Menurut Darmin, melebarnya defisit transaksi berjalan pada triwulan III 2018 disebabkan pertumbuhan ekonomi yang tetap tinggi pada periode tersebut. Badan Pusat Statistik sebelumnya mengumumkan pertumbuhan ekonomi pada kuartal III 2018 sebesar 5,17 persen.
"Karena PE kita tetap tinggi, sehingga impornya juga jalan," tutur Darmin. Di samping itu, Indonesia juga terkena dampak dari perang dagang yang dicetuskan Amerika Serikat ke negara mitra dagangnya.
Pasca kebijakan Presiden Donald Trump itu digaungkan, menurut dia, India ikut menaikkan bea masuk untuk produk minyak sawit Indonesia. Dampaknya ekspor sawit Indonesia melambat.
Pemerintah sebenarnya sudah menerapkan beberapa kebijakan guna menekan defisit neraca transaksi berjalan. Misalnya saja dengan memperluas kebijakan mandatori biodiesel B20 untuk bahan bakar non PSO. Selain itu, pemerintah juga telah menaikkan tarif impor untuk sejumlah jenis barang konsumsi.
"Tapi itu kan perlu waktu, jadi jangan dilihat per bulan dong," kata Darmin.
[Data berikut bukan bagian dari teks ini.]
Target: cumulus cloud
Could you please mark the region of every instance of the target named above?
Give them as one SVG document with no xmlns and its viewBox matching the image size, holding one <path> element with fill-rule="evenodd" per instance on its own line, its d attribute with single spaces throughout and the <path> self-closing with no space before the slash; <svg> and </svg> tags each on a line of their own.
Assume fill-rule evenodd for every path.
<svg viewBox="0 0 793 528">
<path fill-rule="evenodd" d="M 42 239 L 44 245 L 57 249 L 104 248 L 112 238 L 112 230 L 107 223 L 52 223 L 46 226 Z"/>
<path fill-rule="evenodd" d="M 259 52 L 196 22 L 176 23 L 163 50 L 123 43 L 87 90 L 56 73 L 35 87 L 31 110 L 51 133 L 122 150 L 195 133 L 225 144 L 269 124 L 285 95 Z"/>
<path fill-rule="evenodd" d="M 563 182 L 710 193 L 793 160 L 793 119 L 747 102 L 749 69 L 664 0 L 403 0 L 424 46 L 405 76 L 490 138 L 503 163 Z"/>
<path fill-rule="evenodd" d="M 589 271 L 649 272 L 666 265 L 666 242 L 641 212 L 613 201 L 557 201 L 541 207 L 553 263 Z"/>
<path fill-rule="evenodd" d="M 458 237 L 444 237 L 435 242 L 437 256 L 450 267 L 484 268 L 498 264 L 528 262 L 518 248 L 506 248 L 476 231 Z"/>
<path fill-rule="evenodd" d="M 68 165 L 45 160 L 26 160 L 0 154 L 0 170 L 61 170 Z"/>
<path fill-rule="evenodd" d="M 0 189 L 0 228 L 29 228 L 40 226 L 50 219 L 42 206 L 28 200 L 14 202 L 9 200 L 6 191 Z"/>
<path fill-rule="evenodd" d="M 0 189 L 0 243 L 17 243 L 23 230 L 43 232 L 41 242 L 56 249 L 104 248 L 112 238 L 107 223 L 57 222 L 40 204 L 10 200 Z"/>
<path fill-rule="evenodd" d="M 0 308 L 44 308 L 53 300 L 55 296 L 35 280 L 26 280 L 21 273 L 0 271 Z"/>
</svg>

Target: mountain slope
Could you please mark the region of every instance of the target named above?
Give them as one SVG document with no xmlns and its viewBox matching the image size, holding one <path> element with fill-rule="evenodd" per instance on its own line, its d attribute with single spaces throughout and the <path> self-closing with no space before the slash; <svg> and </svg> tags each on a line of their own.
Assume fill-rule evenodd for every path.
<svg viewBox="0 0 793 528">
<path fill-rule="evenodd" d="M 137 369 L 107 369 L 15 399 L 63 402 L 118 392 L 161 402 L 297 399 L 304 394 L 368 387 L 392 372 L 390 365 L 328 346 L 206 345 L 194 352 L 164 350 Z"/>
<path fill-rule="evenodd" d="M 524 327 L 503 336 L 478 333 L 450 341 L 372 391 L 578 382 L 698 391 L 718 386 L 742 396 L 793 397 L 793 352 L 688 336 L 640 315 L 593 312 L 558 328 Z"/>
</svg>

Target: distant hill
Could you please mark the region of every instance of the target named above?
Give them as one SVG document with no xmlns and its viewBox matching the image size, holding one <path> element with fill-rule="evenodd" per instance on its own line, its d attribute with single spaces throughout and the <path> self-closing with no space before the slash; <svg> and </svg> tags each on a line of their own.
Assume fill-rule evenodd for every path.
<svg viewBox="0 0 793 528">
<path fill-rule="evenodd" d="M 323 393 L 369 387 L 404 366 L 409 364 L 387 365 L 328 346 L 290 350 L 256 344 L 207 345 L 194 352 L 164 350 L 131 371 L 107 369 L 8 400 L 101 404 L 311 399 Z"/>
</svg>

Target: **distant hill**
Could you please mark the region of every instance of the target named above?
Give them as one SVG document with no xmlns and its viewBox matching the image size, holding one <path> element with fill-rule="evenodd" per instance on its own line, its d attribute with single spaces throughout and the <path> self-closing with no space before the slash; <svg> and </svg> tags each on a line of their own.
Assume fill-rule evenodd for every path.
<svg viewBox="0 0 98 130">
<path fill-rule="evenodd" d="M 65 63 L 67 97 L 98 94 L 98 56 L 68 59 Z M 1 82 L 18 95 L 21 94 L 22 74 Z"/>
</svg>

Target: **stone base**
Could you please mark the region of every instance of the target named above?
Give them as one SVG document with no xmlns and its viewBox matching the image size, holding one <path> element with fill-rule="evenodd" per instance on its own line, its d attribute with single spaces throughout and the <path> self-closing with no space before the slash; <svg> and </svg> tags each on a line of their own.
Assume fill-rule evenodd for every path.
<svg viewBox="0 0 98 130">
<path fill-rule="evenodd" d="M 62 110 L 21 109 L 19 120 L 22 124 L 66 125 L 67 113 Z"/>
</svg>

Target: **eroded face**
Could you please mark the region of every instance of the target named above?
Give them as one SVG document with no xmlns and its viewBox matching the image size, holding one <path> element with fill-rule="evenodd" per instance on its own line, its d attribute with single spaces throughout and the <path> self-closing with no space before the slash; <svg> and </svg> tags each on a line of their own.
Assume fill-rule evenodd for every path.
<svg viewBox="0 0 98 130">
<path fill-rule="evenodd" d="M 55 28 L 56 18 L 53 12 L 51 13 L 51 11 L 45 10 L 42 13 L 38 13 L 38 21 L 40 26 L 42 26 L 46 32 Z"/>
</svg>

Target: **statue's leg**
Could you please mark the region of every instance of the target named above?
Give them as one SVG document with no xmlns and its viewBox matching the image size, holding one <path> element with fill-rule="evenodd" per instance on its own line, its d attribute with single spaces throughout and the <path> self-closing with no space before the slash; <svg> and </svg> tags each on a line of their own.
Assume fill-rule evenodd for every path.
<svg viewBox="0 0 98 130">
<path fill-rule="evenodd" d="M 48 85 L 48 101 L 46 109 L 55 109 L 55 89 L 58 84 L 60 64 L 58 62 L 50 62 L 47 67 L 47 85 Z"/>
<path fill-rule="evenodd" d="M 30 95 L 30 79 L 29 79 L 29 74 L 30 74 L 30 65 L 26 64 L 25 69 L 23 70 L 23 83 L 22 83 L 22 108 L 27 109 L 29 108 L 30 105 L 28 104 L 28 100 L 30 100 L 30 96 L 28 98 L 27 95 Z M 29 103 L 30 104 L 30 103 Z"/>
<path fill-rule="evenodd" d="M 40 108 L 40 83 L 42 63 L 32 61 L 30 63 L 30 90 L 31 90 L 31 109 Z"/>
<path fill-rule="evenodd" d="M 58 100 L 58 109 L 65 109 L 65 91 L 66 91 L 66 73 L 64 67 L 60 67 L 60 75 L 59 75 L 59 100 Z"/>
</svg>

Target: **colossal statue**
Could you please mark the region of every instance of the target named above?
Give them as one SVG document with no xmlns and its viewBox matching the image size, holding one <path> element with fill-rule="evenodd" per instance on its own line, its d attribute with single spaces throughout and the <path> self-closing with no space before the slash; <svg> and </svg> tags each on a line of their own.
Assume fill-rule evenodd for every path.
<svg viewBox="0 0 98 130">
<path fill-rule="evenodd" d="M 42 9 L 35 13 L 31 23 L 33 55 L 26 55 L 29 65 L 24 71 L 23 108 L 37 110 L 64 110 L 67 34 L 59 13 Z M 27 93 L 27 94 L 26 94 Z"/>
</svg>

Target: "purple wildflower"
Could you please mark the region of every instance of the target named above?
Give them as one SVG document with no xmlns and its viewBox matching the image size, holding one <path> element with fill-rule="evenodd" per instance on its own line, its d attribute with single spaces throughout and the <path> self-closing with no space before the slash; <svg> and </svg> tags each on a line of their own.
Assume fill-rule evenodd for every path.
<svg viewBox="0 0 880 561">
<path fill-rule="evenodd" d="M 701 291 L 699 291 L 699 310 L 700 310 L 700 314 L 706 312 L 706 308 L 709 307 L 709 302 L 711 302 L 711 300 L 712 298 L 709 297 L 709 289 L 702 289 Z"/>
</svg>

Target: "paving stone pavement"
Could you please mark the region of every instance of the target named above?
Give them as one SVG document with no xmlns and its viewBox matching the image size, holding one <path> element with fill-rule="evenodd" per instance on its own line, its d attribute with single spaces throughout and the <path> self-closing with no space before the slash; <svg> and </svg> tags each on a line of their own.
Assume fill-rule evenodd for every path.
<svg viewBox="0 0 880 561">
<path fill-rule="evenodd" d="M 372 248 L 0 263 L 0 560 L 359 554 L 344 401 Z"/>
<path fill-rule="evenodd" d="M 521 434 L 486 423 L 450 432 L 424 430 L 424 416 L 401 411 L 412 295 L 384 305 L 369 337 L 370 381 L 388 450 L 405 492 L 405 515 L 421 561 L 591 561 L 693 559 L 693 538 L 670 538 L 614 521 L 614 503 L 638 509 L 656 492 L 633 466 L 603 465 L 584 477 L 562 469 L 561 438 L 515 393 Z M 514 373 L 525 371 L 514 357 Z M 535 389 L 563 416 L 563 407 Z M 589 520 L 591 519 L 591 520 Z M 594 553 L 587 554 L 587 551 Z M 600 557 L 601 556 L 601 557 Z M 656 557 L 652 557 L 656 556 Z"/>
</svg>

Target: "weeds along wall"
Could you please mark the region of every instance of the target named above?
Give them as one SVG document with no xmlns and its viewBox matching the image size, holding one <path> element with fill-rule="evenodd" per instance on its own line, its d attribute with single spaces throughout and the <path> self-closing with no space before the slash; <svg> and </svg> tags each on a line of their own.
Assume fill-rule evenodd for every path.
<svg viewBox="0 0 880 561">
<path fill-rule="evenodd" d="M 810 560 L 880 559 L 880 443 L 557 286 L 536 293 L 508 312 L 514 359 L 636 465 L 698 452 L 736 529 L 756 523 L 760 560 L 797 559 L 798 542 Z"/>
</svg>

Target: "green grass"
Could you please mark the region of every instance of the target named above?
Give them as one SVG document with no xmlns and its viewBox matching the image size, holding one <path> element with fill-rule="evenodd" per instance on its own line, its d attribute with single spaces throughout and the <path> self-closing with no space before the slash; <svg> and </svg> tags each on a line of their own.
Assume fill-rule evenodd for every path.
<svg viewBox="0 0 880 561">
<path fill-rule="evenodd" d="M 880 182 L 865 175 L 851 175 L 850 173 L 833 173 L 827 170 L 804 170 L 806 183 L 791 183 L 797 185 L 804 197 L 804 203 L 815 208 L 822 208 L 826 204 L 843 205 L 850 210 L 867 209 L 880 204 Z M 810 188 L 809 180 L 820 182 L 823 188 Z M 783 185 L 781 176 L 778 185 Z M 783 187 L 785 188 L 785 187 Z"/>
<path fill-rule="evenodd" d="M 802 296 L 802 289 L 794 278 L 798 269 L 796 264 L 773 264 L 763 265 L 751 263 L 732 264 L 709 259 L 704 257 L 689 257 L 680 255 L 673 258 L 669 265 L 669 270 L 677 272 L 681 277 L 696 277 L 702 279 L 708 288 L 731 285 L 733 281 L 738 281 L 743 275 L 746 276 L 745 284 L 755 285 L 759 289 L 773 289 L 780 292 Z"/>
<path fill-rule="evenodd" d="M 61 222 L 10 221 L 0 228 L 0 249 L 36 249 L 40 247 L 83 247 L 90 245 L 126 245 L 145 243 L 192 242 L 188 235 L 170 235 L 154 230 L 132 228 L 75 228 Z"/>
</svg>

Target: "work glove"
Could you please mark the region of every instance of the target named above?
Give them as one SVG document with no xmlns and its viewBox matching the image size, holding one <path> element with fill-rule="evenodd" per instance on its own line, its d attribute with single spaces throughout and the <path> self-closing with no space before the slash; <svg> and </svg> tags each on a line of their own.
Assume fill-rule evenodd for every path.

Bekas Gubernur Bank Indonesia itu yakin kebijakan pengendalian impor yang dilakukan pemerintah akan berdampak terhadap defisit transaksi berjalan triwulan IV 2018. "B20 kan baru diterapkan September, baru satu bulan."
Kendati meyakini kebijakannya bakal berdampak positif kepada menurunnya defisit transaksi berjalan, Darmin pesimistis neraca transaksi berjalan bisa surplus tahun depan.
"Kalau neraca dagang bisa, tapi kalau transaksi berjalan itu kita kan sudah dari tahun 1970-an, enggak bisa satu dua tahun diubah karena umurnya sudah 50 tahun," ujar Darmin Nasution.